The New Testament also defines life in such a way as to equate it with creaturely existence.

  • Matthew 2:20 “saying, ‘Get up, take the child and his mother, and go to the land of Israel, for those who were seeking the child’s life are dead'” (NET).

The enemies of Christ were seeking to put him to death — to end his creaturely existence. They were seeking his “soul” (ψυχή) in order to kill it.

  • Mark 3:4 “Then he said to them, “Is it lawful to do good on the Sabbath, or evil, to save a life or destroy it?” But they were silent” (NET).

The word “life” here is also psuche — referring to the creaturely life saved from the destruction of death.

  • Mark 8:36 “For what benefit is it for a person to gain the whole world, yet forfeit his life?” (NET).

Again, the word is psuche — a word that traditionalists insist refers to some immortal soul.
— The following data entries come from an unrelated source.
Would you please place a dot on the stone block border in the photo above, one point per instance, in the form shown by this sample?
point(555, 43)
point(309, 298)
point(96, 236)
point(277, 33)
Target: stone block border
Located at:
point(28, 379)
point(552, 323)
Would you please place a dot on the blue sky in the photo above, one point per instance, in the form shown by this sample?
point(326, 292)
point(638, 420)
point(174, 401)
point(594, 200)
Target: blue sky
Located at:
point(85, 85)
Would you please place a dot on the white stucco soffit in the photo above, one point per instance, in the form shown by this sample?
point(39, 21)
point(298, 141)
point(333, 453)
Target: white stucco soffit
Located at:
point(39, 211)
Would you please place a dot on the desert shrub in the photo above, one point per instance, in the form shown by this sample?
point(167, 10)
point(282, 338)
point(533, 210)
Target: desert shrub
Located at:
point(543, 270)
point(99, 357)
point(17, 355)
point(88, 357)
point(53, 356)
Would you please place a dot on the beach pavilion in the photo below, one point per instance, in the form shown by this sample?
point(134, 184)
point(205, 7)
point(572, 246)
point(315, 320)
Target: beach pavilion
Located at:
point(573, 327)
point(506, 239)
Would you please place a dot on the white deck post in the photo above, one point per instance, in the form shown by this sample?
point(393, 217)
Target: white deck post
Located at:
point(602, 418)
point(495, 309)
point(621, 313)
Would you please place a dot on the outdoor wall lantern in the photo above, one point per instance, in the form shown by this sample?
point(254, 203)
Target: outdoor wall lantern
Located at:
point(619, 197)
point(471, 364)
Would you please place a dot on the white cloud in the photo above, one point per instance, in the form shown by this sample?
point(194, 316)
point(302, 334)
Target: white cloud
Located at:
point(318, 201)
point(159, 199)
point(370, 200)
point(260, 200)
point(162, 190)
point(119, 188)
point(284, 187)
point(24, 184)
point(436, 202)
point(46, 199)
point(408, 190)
But Christ’s argument makes no sense if the life he refers to cannot be forfeited.

death

“but you must not eat from the tree of the knowledge of good and evil, for when you eat from it you will surely die.” (NET)
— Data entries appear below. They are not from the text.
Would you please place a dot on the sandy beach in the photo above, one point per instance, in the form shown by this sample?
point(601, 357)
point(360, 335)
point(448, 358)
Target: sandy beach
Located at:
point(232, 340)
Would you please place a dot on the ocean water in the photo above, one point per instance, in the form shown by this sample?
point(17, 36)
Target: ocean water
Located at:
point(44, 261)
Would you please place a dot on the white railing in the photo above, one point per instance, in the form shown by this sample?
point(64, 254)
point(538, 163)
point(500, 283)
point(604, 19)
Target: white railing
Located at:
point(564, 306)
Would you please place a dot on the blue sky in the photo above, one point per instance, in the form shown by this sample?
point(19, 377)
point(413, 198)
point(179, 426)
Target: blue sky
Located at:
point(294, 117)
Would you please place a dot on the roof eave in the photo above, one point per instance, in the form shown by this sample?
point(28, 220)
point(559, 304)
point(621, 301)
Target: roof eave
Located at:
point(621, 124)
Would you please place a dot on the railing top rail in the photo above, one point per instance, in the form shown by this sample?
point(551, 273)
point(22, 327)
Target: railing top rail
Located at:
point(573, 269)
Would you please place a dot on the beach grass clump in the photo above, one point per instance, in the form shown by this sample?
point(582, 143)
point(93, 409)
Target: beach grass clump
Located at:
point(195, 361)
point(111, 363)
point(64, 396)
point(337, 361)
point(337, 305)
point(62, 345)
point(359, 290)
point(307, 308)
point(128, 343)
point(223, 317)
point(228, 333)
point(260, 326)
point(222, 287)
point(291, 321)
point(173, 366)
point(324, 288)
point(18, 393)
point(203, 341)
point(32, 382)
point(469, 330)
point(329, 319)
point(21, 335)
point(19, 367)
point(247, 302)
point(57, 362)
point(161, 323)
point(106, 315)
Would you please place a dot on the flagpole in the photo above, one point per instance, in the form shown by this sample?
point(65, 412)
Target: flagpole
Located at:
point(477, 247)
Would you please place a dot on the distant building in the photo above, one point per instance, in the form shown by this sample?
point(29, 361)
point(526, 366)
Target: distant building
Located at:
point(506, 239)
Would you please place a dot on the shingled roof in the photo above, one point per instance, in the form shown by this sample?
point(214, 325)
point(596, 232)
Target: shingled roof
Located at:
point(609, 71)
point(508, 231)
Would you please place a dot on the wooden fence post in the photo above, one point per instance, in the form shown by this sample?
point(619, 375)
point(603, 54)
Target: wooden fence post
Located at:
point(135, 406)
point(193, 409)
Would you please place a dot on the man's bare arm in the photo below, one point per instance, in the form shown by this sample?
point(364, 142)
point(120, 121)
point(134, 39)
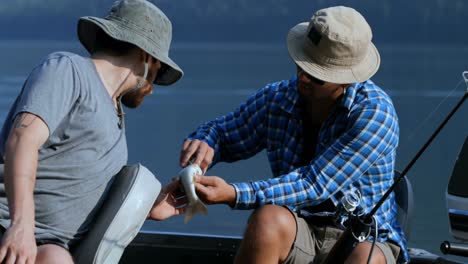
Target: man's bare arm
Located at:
point(21, 156)
point(28, 133)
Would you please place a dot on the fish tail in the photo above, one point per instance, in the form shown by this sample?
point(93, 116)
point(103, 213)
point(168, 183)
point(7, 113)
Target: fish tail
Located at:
point(198, 207)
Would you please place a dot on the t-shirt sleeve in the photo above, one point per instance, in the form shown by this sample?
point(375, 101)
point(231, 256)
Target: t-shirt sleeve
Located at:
point(50, 91)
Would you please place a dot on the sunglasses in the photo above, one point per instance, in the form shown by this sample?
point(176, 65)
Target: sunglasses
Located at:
point(310, 77)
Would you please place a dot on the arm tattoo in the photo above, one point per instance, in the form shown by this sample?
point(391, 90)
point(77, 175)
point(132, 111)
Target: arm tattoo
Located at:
point(21, 122)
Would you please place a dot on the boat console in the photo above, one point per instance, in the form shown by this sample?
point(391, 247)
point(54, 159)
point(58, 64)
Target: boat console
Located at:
point(457, 205)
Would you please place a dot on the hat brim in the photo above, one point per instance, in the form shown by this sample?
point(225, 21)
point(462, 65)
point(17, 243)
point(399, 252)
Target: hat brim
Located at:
point(89, 26)
point(359, 72)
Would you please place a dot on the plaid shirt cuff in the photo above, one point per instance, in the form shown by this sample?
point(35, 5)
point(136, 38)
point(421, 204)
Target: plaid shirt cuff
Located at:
point(245, 196)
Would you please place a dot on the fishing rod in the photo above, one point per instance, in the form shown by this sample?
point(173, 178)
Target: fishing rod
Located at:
point(360, 224)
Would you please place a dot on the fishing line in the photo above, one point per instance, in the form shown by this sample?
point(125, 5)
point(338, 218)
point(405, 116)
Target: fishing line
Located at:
point(436, 109)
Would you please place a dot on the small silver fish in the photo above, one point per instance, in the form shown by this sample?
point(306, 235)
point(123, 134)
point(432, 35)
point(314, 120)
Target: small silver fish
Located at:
point(195, 205)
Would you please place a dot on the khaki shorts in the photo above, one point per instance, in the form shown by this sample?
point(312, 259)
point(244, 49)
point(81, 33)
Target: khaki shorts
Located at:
point(313, 243)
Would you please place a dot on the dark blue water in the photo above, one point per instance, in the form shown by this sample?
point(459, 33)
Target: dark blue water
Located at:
point(218, 77)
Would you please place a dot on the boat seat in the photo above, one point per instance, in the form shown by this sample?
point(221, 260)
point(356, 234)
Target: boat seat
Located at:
point(130, 198)
point(404, 201)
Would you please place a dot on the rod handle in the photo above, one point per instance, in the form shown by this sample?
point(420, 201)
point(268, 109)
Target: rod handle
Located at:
point(454, 249)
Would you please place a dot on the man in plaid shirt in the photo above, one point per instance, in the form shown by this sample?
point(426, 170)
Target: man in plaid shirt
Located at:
point(327, 132)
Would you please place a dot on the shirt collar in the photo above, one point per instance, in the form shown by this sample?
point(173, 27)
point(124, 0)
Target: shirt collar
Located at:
point(291, 95)
point(349, 95)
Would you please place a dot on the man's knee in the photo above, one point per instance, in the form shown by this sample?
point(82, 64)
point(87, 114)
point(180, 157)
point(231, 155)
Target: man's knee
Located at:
point(50, 253)
point(361, 253)
point(273, 221)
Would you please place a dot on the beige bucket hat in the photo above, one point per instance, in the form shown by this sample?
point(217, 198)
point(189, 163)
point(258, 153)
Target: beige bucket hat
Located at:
point(137, 22)
point(336, 46)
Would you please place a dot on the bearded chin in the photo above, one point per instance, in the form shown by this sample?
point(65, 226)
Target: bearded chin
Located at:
point(132, 100)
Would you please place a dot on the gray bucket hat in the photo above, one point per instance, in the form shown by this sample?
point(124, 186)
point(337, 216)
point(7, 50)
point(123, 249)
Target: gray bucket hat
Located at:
point(137, 22)
point(336, 46)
God’s warning to Adam was more specific than most translations reflect. He said that upon eating the forbidden fruit, Adam and his descendants would immediately become mortal (מוֹת) and that would result in each human being eventually dying (תָּמֽוּת‎). The truth of the statement is evidenced by all the cemeteries and crematoriums around us. Human beings are mortal, and each one of us has a tombstone awaiting a final date to be added. In spite of this, popular religion continues to deny the reality of our mortality.

The New Testament cannot be blamed for this stubborn resistance to the truth.
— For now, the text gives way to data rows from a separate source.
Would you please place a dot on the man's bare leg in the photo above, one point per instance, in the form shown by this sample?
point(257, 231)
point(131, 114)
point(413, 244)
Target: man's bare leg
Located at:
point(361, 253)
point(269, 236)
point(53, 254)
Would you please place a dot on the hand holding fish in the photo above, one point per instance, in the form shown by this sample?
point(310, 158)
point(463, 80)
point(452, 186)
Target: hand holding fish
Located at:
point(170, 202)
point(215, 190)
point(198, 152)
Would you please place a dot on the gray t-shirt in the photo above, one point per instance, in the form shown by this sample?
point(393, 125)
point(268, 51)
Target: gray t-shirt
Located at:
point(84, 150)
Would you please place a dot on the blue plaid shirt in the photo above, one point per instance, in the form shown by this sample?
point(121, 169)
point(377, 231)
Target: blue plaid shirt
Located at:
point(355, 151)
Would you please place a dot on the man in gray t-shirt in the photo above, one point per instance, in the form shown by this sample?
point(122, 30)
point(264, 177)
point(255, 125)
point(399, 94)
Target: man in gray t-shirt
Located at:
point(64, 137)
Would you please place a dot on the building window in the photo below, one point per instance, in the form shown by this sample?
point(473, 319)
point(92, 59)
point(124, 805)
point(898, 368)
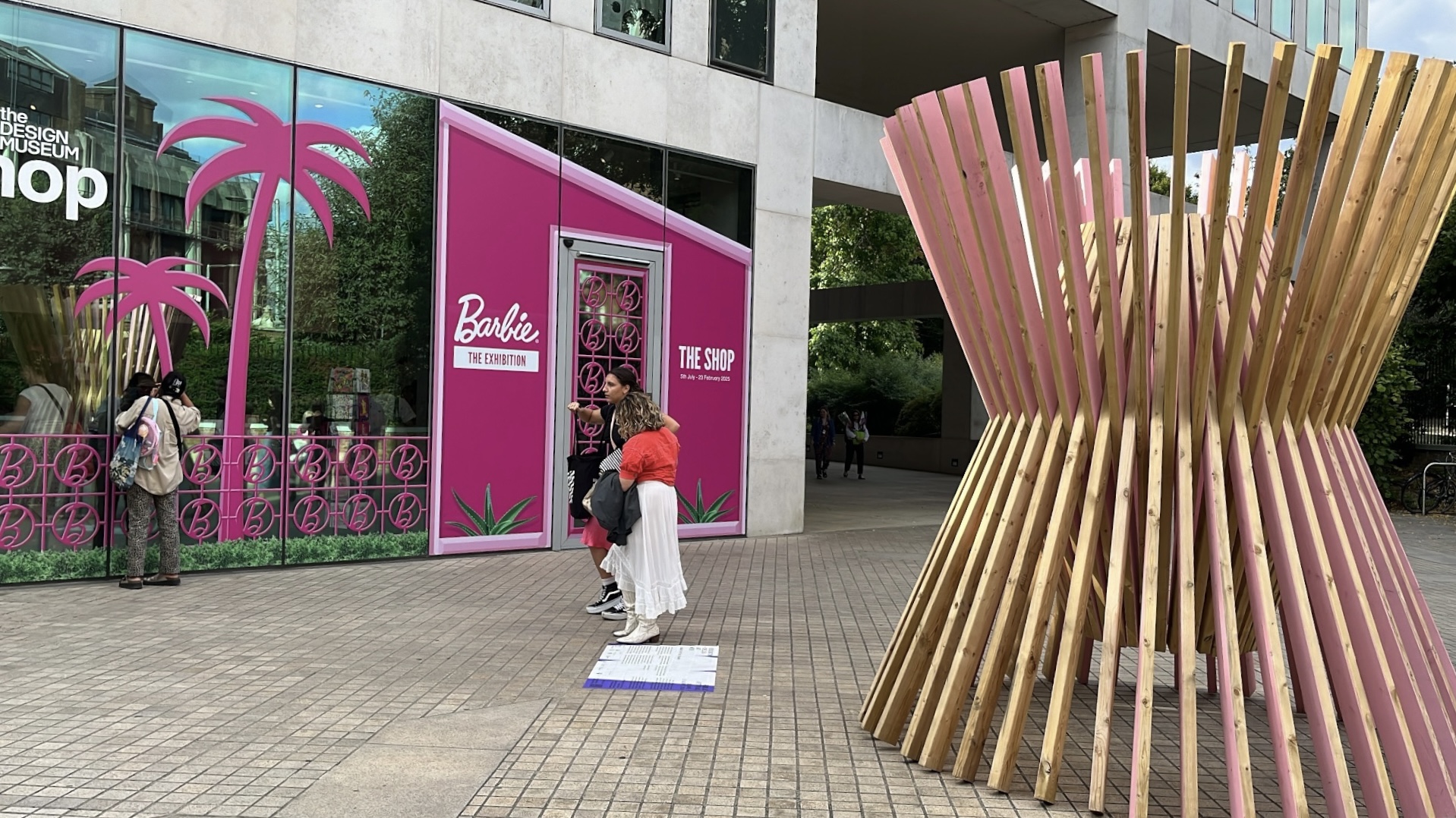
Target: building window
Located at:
point(537, 8)
point(536, 131)
point(635, 166)
point(35, 77)
point(1315, 24)
point(743, 35)
point(644, 22)
point(1347, 33)
point(714, 194)
point(1283, 19)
  • Romans 5:17 “by the transgression of the one man, death reigned” (NET).

  • Romans 6:23 “For the payoff of sin is death” (NET)

  • 1 Corinthians 15:21,22 “death came through a man”,”in Adam all die” (NET)

  • Hebrews 9:27 “people are appointed to die” (NET).

The good news of the gospel is not that death is unreal, but that through Christ we can be raised to another life — a permanent life that will never die. But the traditionalists have ripped the heart out of this gospel truth by insisting that everyone already has eternal life. They suggest that the real question is not whether you have eternal life, but where you are going to spend eternity.

The real abusers of the scriptural meaning of the words “life” and “death” are those who claim they are code words. “Life” means eternal life in heaven while “death” means eternal life in hell. Conditionalists see the Bible as a revelation of truth — a truth so plain that it does not need to be decoded. To die is to perish, to be destroyed, to be no more. To live is to avoid that fate. The good news from our Savior is that he is coming to raise us to live the permanent life he promised.